Asia Minute: U.N. Says Air Pollution Worsening in Asia
A new report out this week from the United Nations shows growing concern about air pollution. The problem is getting markedly worse in many areas — especially in parts of Asia.
The United Nations calls air pollution the single biggest environmental health risk in the world.
The UN says it causes between six and seven million premature deaths every year . . . with a societal cost of some 5-trillion dollars. Those estimates are part of the sixth annual Global Environment Outlook — put together by 250 scientists from 70 countries.
Water pollution highlights another section of the 700-page report —with the UN saying that’s responsible for nearly one and a half million preventable deaths each year. Other topics include climate change and plastic pollution — as well as the dumping of chemicals and runoff from pesticides.
But it’s air pollution that gets the most attention. Scientists say conditions have improved slightly in North America and Western Europe in recent years, but have worsened in the Middle East, Africa and Asia.

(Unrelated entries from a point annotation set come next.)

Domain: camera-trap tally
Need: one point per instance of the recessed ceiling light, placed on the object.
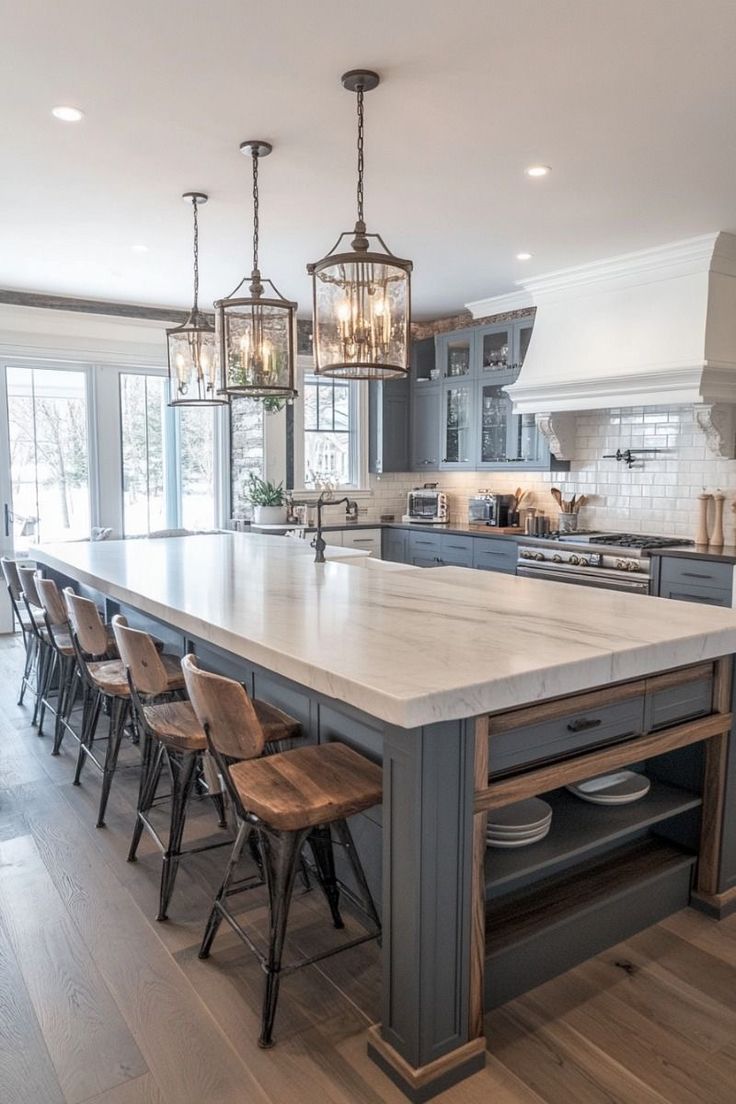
(67, 114)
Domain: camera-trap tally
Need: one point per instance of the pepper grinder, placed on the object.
(702, 532)
(716, 539)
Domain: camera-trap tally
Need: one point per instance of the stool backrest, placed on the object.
(224, 711)
(28, 576)
(51, 602)
(12, 579)
(87, 624)
(138, 653)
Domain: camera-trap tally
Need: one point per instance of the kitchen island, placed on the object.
(475, 691)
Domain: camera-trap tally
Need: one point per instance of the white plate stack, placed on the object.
(519, 825)
(620, 788)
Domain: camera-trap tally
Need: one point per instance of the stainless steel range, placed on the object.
(615, 561)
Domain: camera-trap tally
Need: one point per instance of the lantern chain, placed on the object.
(255, 210)
(196, 254)
(360, 154)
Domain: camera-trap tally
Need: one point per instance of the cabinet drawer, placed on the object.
(369, 539)
(679, 703)
(425, 544)
(490, 553)
(566, 735)
(457, 551)
(690, 574)
(686, 592)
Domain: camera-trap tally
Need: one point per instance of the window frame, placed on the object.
(360, 447)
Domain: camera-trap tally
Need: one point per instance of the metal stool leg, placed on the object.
(281, 852)
(320, 841)
(244, 832)
(182, 782)
(118, 714)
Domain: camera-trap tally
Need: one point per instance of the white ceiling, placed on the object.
(631, 103)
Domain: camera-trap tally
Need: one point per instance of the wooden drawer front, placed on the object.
(566, 735)
(457, 550)
(691, 574)
(426, 545)
(686, 592)
(679, 703)
(492, 554)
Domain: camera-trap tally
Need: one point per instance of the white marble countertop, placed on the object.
(409, 647)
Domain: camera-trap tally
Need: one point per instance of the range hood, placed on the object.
(647, 328)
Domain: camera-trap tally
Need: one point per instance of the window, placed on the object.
(330, 432)
(169, 470)
(49, 455)
(246, 446)
(142, 413)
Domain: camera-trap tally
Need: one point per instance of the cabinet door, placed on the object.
(496, 348)
(456, 353)
(425, 427)
(458, 425)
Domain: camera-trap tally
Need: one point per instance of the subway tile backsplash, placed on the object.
(657, 496)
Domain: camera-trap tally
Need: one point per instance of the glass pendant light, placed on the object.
(256, 333)
(362, 297)
(192, 363)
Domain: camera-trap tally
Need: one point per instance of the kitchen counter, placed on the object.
(473, 690)
(725, 554)
(407, 648)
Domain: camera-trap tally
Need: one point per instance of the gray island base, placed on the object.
(473, 692)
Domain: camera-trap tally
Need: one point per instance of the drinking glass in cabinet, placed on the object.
(458, 358)
(496, 351)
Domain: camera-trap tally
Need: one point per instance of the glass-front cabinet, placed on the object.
(456, 353)
(458, 425)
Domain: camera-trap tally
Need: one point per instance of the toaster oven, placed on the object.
(426, 505)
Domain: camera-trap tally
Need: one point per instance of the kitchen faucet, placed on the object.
(319, 543)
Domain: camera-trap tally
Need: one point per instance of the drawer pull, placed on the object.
(583, 723)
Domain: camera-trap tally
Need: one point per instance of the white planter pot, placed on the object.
(269, 515)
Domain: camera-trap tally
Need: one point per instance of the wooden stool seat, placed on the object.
(176, 723)
(308, 786)
(112, 677)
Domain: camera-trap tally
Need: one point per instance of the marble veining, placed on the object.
(409, 647)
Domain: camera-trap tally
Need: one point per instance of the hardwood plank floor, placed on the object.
(100, 1005)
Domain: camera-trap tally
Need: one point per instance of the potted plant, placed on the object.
(267, 499)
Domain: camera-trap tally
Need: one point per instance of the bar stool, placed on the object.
(36, 617)
(29, 626)
(171, 734)
(63, 662)
(288, 798)
(105, 681)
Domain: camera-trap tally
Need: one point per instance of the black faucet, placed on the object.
(319, 543)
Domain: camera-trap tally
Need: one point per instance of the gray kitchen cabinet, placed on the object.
(491, 553)
(395, 545)
(458, 425)
(694, 580)
(425, 427)
(388, 426)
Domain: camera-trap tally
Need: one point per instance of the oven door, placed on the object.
(604, 580)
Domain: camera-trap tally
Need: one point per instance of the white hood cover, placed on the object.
(644, 328)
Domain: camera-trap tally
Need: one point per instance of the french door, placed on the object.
(44, 455)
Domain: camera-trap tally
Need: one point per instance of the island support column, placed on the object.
(428, 1037)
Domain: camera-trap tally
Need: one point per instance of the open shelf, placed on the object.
(534, 934)
(579, 828)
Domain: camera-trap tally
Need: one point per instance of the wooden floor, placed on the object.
(99, 1004)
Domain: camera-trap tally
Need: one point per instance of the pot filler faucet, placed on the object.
(319, 543)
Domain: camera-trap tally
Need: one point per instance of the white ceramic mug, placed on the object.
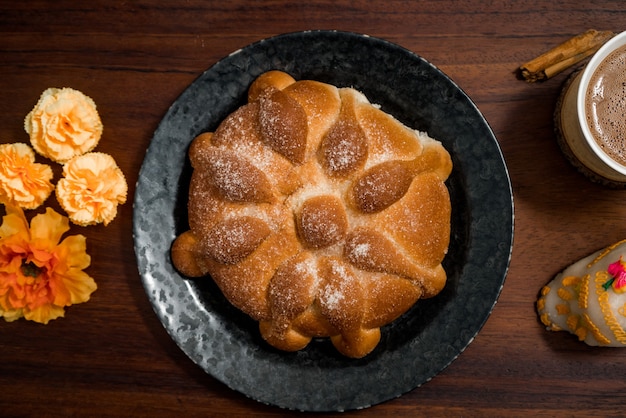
(573, 119)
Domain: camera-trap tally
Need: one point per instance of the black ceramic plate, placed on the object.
(414, 348)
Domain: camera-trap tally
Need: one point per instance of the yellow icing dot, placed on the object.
(595, 331)
(545, 319)
(572, 322)
(541, 304)
(581, 333)
(583, 293)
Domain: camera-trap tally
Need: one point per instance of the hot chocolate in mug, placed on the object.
(592, 114)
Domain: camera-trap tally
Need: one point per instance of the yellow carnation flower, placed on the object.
(22, 181)
(91, 188)
(40, 275)
(63, 124)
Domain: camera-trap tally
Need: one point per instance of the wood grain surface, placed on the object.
(112, 357)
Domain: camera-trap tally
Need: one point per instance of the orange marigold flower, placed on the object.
(23, 182)
(63, 124)
(91, 188)
(40, 275)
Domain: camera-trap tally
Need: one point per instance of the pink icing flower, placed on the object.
(618, 271)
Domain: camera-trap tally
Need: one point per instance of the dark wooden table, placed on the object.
(112, 357)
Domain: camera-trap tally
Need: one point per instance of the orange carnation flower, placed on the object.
(63, 124)
(40, 276)
(22, 181)
(91, 188)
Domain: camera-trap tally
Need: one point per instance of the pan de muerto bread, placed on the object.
(317, 214)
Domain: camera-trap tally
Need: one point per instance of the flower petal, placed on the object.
(91, 188)
(49, 227)
(23, 182)
(63, 124)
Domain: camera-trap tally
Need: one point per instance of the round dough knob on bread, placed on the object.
(317, 214)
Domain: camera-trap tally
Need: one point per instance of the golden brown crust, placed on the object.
(317, 214)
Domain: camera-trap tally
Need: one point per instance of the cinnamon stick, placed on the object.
(563, 56)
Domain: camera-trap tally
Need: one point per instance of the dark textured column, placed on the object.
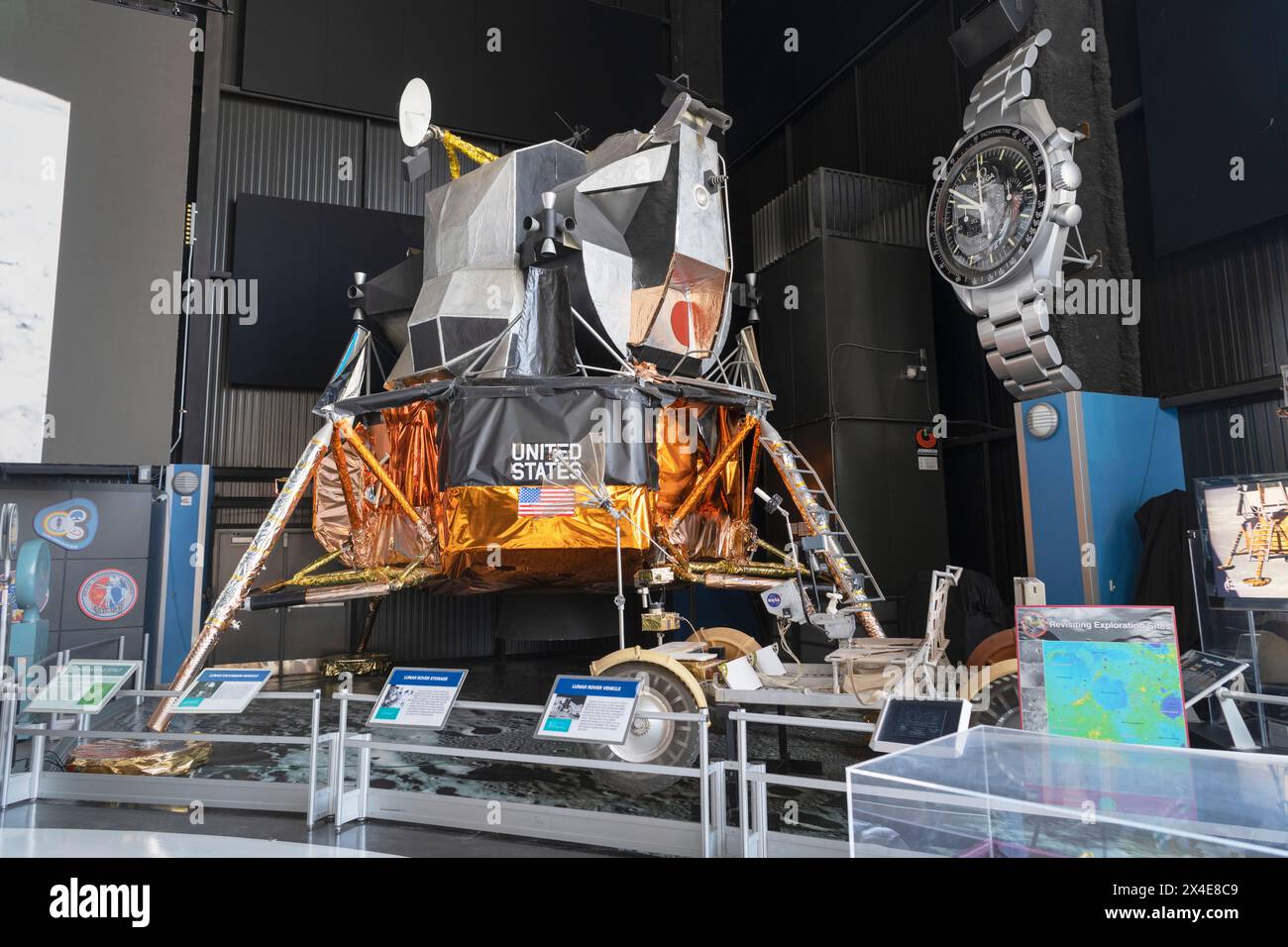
(1076, 88)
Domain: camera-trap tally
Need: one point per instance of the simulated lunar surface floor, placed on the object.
(516, 681)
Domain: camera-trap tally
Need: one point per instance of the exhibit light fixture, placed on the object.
(1042, 420)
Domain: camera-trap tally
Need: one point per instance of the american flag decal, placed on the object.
(546, 501)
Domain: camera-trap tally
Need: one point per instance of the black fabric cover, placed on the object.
(497, 434)
(1166, 578)
(975, 611)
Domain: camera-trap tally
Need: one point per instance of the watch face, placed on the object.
(988, 208)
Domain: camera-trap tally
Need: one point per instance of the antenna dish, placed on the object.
(413, 111)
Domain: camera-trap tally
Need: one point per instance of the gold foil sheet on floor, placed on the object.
(133, 758)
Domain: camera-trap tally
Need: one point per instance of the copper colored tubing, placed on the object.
(342, 468)
(752, 468)
(707, 476)
(719, 579)
(385, 479)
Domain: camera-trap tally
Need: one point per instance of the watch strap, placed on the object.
(1004, 86)
(1017, 331)
(1018, 343)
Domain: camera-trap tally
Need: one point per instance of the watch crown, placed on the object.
(1067, 215)
(1065, 175)
(1061, 140)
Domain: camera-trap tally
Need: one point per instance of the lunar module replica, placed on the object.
(563, 414)
(1262, 534)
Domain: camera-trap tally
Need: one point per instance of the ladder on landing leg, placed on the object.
(820, 518)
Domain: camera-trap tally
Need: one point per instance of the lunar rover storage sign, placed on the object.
(1102, 673)
(417, 697)
(591, 710)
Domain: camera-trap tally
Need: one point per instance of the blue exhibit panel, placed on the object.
(1109, 455)
(188, 504)
(1133, 450)
(1056, 552)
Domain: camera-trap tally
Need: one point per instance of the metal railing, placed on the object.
(353, 804)
(754, 813)
(840, 204)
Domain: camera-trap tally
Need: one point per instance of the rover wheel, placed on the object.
(662, 742)
(735, 643)
(1004, 698)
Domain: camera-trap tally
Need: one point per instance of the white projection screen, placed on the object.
(33, 162)
(97, 381)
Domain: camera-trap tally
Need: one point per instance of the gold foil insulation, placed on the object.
(489, 547)
(357, 665)
(481, 541)
(133, 758)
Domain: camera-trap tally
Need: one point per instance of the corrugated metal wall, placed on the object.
(283, 150)
(1216, 315)
(279, 150)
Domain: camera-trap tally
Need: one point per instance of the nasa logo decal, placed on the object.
(71, 523)
(107, 594)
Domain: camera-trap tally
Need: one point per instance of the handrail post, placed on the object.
(703, 785)
(8, 718)
(743, 821)
(314, 722)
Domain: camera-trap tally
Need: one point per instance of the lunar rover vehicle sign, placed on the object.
(592, 710)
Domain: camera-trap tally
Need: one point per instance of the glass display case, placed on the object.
(992, 792)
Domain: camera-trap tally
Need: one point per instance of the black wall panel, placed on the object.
(765, 82)
(1215, 80)
(591, 64)
(303, 257)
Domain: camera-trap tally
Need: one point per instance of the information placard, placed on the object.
(591, 710)
(912, 720)
(417, 697)
(1203, 673)
(1102, 673)
(82, 685)
(223, 690)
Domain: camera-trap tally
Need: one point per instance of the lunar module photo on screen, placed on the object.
(565, 412)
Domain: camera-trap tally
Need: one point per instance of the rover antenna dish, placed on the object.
(413, 111)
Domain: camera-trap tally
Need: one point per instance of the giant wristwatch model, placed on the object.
(1000, 217)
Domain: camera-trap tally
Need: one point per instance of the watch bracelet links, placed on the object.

Cities from Bangkok to Seoul have struggled with fine dust particles in recent weeks and months. This week, South Korea’s parliament passed a set of bills designating air pollution as a “social disaster” — which may free up emergency spending to address it.
Agence France Presse reports the World Health Organization has cited several cities in Asia as among the most polluted in in the world — including Beijing, New Delhi, Kabul, Dhaka, Bangladesh and Ulannbaatar in Mongolia.